The Journal of Pediatrics
Volume 148, Issue 4 , Pages 429-432, April 2006

Bone loss in children with Crohn disease: Evidence of “osteoimmune” alterations

  • Catherine M. Gordon, MD, MSc

      Affiliations

    • Corresponding Author InformationReprint requests: Catherine M. Gordon, MD, MSc, Division of Endocrinology, Children’s Hospital, 300 Longwood Avenue, Boston, MA 02115.
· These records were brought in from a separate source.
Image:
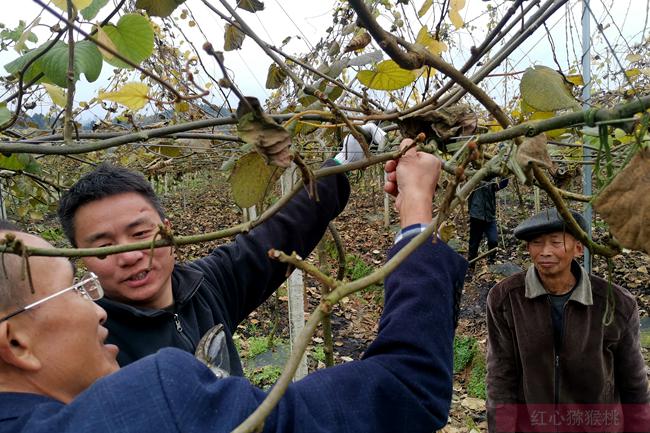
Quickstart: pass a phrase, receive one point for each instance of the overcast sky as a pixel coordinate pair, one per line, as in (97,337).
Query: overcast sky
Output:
(309,19)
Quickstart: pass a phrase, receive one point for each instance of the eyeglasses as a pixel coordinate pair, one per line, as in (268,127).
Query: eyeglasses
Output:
(88,288)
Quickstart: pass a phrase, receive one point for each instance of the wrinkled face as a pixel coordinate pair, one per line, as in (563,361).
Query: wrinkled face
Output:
(552,253)
(66,332)
(126,277)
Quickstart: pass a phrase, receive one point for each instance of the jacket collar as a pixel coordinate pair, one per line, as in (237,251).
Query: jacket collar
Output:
(16,404)
(581,293)
(185,282)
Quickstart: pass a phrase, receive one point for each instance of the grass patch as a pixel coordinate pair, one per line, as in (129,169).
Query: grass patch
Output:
(263,377)
(465,349)
(318,354)
(476,385)
(256,346)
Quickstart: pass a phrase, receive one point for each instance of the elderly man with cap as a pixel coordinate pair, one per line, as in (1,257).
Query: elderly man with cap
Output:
(561,341)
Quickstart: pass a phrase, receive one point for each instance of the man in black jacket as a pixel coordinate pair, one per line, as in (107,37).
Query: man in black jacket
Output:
(154,302)
(482,216)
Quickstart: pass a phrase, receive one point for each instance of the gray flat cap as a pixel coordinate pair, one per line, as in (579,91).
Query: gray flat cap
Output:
(547,221)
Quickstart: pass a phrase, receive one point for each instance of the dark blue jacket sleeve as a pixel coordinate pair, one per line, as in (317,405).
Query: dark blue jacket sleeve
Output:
(241,272)
(403,383)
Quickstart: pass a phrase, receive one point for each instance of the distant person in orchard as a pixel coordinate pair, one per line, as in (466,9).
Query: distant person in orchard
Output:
(57,374)
(559,337)
(482,203)
(155,302)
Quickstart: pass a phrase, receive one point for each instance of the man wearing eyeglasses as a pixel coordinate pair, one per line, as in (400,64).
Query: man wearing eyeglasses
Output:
(58,375)
(154,302)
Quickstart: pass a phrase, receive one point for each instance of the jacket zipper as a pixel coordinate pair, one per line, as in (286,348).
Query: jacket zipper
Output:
(179,329)
(557,360)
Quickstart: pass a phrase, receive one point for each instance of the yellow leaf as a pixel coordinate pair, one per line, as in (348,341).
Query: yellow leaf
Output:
(102,37)
(543,115)
(454,13)
(425,8)
(425,39)
(182,107)
(78,4)
(386,76)
(633,57)
(57,95)
(575,79)
(131,95)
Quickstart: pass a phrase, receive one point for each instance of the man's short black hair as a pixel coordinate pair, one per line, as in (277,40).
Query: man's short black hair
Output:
(105,181)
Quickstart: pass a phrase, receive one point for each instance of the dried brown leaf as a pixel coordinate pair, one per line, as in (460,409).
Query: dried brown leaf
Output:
(625,204)
(271,140)
(533,150)
(440,124)
(358,42)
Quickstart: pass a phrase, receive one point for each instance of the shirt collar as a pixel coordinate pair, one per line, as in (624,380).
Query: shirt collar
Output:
(581,293)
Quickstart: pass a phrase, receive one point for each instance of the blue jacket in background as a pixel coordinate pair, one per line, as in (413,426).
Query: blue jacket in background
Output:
(402,384)
(482,201)
(228,284)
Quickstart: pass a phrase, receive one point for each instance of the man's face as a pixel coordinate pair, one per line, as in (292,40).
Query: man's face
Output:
(552,253)
(126,277)
(66,335)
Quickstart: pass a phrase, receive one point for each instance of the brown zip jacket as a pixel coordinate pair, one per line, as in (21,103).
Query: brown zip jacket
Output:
(595,364)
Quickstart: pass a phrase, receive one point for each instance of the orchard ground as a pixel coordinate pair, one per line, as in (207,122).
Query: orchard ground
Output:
(202,203)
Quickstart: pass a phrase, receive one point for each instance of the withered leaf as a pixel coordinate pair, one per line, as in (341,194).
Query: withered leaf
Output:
(256,127)
(275,76)
(358,42)
(440,124)
(233,38)
(625,204)
(251,179)
(533,150)
(251,5)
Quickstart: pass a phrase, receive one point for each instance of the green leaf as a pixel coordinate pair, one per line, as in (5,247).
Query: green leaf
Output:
(159,8)
(78,4)
(275,77)
(387,75)
(454,13)
(425,8)
(87,60)
(5,114)
(133,38)
(233,38)
(251,179)
(57,94)
(251,5)
(543,89)
(91,11)
(15,34)
(34,69)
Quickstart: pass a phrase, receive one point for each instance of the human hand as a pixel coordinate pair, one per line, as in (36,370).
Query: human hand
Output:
(412,179)
(351,150)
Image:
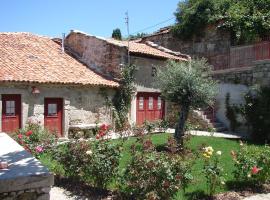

Director, Children’s Hospital Bone Health Program, Staff Physician, Divisions of Adolescent Medicine and Endocrinology, Children’s Hospital Boston, Assistant Professor of Pediatrics, Harvard Medical School, Boston MA 02115

Article Outline

Abbreviations: BMD, Bone mineral density, CD, Crohn disease, DXA, Dual-energy x-ray absorptiometry, IFN, Interferon, OPG, Osteoprotegerin, RANKL, Receptor activator of nuclear factor-κB ligand

 

“Osteoimmunology” is a recently coined term that encompasses the cross-talk that exists between the skeletal and immune systems.1 The bone marrow serves as a reservoir for both bone and blood cells, including progenitors of the bone-forming osteoblasts, bone-resorbing osteoclasts, and lymphocytes that constitute the immune system. Interplay between these systems is further illustrated by the pathological bone resorption seen in rheumatoid arthritis, an inflammatory disease in which bone destruction is mediated by interactions between activated T cells and osteoclasts.2, 3 An understanding of how the “osteoimmune system” functions in both healthy and ill individuals will have important therapeutic implications for individuals afflicted with inflammatory diseases that weaken the skeleton through dysregulation of bone remodeling. A knowledge of this system is particularly important for health providers of young patients given the importance of childhood and adolescence for the achievement of peak bone mass.4, 5

Osteoporosis prevention is an area of increasing concern for pediatric providers because an increasing number of children are being identified as at risk for low bone mass.4, 5 Included in this group are children with inflammatory bowel disease, as examined by Sylvester et al in this issue of The Journal.6 Caveats arise in the interpretation of measurements of bone density in children, because the most commonly accepted method of measuring bone density, dual-energy x-ray absorptiometry (DXA) provides only a 2-dimensional measurement of bone rather than capturing its true 3-dimensional structure.4, 5 Therefore, as was done by Sylvester et al, rigorous attention to detail is needed, including the use of conservative measures to ensure that bone mineral density (BMD) data are interpreted correctly.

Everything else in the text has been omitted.